Toi qui ; sans regarder en arrière, veux suivre le Christ,
dans l’instant même, et encore dans l’instant, tourne-toi
vers Dieu et fais confiance à l’Evangile.
Là tu puises aux sources de la jubilation.
Tu penses ne pas savoir prier. Partout le Christ Ressuscité est là,
il t’aime avant que tu ne l’aimes. Par « son Esprit qui habite
en nos cœurs », il intercède en toi plus que tu ne le supposes.
Même sans le reconnaître, sache l’attendre avec ou sans paroles,
dans de longs silences où rien ne semble se passer. Là se dissolvent ces
obsédants découragements et surgissent les élans créateurs. Rien ne
se construit en toi sans cette aventure : le retrouver dans le seul à seul,
ce que personne ne peut vivre pour toi.
Quand tu comprends peu ce qu’il veut de toi, dis-le-Lui.

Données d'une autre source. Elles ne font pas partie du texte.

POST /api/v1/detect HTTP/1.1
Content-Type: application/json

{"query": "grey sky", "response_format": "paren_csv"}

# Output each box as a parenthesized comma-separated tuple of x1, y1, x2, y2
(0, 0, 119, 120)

En plein milieu des activités quotidiennes, dans l’instant,
dis-Lui tout, même l’insupportable.
Ne te compare pas aux autres, et à ce dont ils sont capables.
Pourquoi t’épuiser dans le regret de tes impossibilités ?
Aurais-tu oublié Dieu ? Tourne-toi vers Lui. Quoi qu’il arrive,
ose de continuels recommencements.
Si tu en venais à t’accuser de tout ce qui t’habite, tes jours
et tes nuits ne suffiraient pas. Il y a mieux à vivre :
dans l’instant, célèbre avec Dieu le pardon, malgré les résistances
à se croire pardonné, et par Dieu et par les autres.
Quand surgissent l’épreuve intérieure ou les incompréhensions
du dehors, rappelle-toi que, dans la même blessure où s’engouffrent
les affres d’inquiétude, là aussi s’élaborent les énergies pour aimer.
Si tu chemines dans le brouillard, l’attendre, Lui le Christ,
c’est Lui laisser le temps de mettre chaque chose à sa place…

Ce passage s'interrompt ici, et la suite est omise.